Material and personal scope of application
(1) The products concerned will be those that are wholly or partly made of plastic and are mentioned in the appendix to the EWKFondsG (so-called single-use plastic [SUP] products). The main focus here is on SUP products in the food sector, e.g., food boxes with or without lids, film wrapped around food, or beverage containers with a capacity of up to three litres, or cups for beverages. Lightweight plastic carrier bags, packets and film packaging as well as certain types of wet wipes, balloons, filters for tobacco products and - from 2026 - also fireworks complete the list.
(2) The term ‘manufacturer’ should be interpreted broadly and independently of the legal form. In Germany this includes, besides producers, also market participants that make available the affected SUP products concerned, for payment or without payment, or sell them on the German market for the first time on a commercial basis; consequently, fillers, sellers and importers will also be covered. All those who sell digitally from abroad directly to private households or other users in Germany will also be considered to be manufacturers. These market participants will moreover have to appoint a representative in Germany who will have to fulfil the obligations in their own name.
Please note: Operators of electronic marketplaces and certain fulfilment service providers will likewise be affected insofar as the SUP products are placed on the market by or through them.
Timing and registration obligation
The businesses concerned will have to submit the first report for the 2024 calendar year to the Federal Ministry for the Environment, Nature Conservation, Nuclear Safety and Consumer Protection (Bundesministerium für Umwelt, Naturschutz, nukleare Sicherheit und Verbraucherschutz, BMUV) by 15.5.2025. In their reports, the manufacturers will have to declare, for the first time, the single-use plastic products made available or sold on the market during 2024, in kilogrammes, broken down by their respective types and weights.
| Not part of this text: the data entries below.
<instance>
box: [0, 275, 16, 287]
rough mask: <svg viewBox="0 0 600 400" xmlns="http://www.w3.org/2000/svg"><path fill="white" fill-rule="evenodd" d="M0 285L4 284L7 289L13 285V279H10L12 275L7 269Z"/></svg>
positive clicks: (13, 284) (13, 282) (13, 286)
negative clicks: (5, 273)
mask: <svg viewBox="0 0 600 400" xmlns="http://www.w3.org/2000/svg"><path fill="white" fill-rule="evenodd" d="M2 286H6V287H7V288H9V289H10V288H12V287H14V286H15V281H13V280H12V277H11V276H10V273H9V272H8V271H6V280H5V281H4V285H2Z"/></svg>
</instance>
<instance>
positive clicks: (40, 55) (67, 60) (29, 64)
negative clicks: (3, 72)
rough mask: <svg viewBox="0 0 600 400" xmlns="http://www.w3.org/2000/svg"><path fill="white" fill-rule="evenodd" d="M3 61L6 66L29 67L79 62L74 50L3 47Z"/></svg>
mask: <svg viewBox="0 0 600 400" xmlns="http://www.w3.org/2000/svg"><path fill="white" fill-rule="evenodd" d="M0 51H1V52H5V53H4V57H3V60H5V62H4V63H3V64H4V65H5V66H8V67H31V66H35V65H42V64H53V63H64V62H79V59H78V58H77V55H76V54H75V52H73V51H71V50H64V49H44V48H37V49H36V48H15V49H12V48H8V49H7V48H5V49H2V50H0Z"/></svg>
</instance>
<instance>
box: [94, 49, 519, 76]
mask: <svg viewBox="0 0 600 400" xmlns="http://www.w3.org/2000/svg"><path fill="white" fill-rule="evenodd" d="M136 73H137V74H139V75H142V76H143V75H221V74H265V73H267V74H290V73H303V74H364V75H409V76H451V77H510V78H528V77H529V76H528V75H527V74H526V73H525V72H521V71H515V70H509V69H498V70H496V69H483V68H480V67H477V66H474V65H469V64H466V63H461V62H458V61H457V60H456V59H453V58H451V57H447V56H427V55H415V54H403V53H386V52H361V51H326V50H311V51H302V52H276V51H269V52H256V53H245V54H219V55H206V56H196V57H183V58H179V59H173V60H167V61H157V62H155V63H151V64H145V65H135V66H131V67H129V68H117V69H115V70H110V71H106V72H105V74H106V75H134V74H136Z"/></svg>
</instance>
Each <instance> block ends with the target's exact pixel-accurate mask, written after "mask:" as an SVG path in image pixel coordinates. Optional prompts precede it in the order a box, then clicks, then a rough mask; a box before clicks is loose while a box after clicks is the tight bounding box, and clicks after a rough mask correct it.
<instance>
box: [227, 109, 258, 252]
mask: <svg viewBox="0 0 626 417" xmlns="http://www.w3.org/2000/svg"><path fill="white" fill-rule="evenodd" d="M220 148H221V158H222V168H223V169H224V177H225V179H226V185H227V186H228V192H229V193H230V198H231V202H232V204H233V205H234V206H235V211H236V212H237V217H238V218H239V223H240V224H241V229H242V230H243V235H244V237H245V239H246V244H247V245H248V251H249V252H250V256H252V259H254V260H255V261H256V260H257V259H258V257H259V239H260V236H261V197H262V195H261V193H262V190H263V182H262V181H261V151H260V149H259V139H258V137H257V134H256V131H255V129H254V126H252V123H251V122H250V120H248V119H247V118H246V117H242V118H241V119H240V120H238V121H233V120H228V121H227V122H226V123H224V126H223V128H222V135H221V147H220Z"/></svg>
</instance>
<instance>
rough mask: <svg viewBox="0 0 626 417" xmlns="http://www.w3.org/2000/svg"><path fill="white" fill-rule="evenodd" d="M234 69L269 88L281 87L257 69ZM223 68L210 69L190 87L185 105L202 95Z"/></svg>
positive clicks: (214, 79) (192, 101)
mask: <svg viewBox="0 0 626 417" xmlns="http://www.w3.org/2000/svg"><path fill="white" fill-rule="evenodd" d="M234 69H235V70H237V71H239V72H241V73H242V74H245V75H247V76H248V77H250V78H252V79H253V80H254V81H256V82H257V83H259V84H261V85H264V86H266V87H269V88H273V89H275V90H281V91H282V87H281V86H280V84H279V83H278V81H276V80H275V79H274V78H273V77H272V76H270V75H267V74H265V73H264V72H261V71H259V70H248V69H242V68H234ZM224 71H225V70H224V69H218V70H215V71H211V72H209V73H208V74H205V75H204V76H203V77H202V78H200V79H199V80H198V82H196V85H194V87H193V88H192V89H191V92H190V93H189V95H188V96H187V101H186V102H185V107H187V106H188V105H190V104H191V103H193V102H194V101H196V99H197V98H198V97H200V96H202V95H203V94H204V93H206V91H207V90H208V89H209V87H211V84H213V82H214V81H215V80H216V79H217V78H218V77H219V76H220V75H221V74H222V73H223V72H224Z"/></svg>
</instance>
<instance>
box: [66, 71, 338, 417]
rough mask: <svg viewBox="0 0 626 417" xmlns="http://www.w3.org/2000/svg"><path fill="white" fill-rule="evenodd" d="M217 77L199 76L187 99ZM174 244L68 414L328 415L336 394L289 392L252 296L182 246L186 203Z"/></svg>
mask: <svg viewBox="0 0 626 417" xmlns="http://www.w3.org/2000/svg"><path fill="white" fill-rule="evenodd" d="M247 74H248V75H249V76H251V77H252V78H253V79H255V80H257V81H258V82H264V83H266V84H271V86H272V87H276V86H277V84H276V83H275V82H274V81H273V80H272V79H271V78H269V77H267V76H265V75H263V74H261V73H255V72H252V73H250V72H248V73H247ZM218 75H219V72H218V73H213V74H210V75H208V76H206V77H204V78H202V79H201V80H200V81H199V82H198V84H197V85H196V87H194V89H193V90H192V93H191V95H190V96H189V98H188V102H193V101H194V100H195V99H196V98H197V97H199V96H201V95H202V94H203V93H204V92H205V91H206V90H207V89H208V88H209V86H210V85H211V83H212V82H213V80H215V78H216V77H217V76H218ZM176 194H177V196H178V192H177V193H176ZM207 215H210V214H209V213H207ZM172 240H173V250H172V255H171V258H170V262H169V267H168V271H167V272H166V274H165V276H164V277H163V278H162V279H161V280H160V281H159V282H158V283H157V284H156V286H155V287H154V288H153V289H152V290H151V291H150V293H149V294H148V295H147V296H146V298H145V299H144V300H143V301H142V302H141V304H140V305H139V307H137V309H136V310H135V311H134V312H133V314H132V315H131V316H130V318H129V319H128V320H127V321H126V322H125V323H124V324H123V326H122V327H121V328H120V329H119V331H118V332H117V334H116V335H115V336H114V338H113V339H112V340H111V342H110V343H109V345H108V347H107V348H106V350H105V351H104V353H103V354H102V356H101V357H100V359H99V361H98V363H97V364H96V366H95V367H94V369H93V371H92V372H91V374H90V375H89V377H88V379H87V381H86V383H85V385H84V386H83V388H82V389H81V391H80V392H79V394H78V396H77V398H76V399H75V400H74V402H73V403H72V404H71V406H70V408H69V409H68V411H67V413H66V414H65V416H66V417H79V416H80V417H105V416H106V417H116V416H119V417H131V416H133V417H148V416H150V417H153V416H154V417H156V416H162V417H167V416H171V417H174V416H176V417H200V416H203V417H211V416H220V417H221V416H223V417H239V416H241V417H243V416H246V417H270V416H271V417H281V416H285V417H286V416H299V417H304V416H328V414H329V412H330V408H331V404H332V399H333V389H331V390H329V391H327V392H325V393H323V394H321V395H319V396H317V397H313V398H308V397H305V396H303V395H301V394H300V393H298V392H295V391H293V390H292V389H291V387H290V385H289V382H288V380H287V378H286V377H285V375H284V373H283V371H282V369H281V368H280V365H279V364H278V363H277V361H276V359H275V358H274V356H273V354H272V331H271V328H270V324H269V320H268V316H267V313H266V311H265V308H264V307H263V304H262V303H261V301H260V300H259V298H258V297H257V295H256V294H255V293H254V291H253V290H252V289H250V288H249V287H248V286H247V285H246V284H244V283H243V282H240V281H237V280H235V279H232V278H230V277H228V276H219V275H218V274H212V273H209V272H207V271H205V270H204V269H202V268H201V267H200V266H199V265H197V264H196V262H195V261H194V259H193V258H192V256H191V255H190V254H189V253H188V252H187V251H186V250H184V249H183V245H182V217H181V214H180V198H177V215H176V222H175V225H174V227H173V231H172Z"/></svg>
In order to comply with the obligation to pay the SUP levy manufacturers will have to register with the BMUV prior to the start of their activities. The report will need to be checked and confirmed by a registered expert within the meaning of Section 3(15) of the Packaging Act (Verpackungsgesetz, VerpackG), or by a registered auditor, tax consultant or vereidigte Buchprüfer [licensed auditor in public practice authorised to perform only statutory audits of annual financial statements of mid-sized German limited liability companies (GmbH)] in accordance with Section 27(2) VerpackG. A violation of the requirements may be punished by the imposition of a fine of up to €100,000.
The single-use plastics levies that have to be paid by the manufacturers will be determined annually via a levy assessment notice from the Federal Environmental Agency. The levy rates in euros per kilogramme will be as follows:
|Packets and film wrappers
|Non-returnable beverage containers
|Returnable beverage containers
|Cups for beverages
|Lightweight plastic carrier bags
The aim of the plastic tax is to partially reimburse the costs incurred by the public sector. These include, for example, waste management and cleaning of public areas as well as raising awareness in the form of waste management advice or the collection and processing of data. Beneficiaries likewise have to register themselves with the BMUV.
The points system that will be used for payouts will assign a certain number of points to the services that are performed. For example, the municipalities will have to provide information about the waste bin volumes, number of cleaning kilometres driven and the quantity of waste disposed of. The municipalities will then get ten points per kilometre for the cleaning of sections, three points per 1,000 square metres for cleaned areas and 31.5 points for disposing of one tonne of waste. All in all, it is expected that there will be payouts to around 6,440 beneficiaries.
Please note: In future, the levy rates and the points system will have to be reviewed by the Federal Government every three years.
Recommendation: Even though the first report only has to be submitted in 2025, nevertheless, the obligation to pay the SUP levy, which is detailed in section "Levy rates", means that the acquisition of the relevant data will have to be carried out from the start of 2024 already.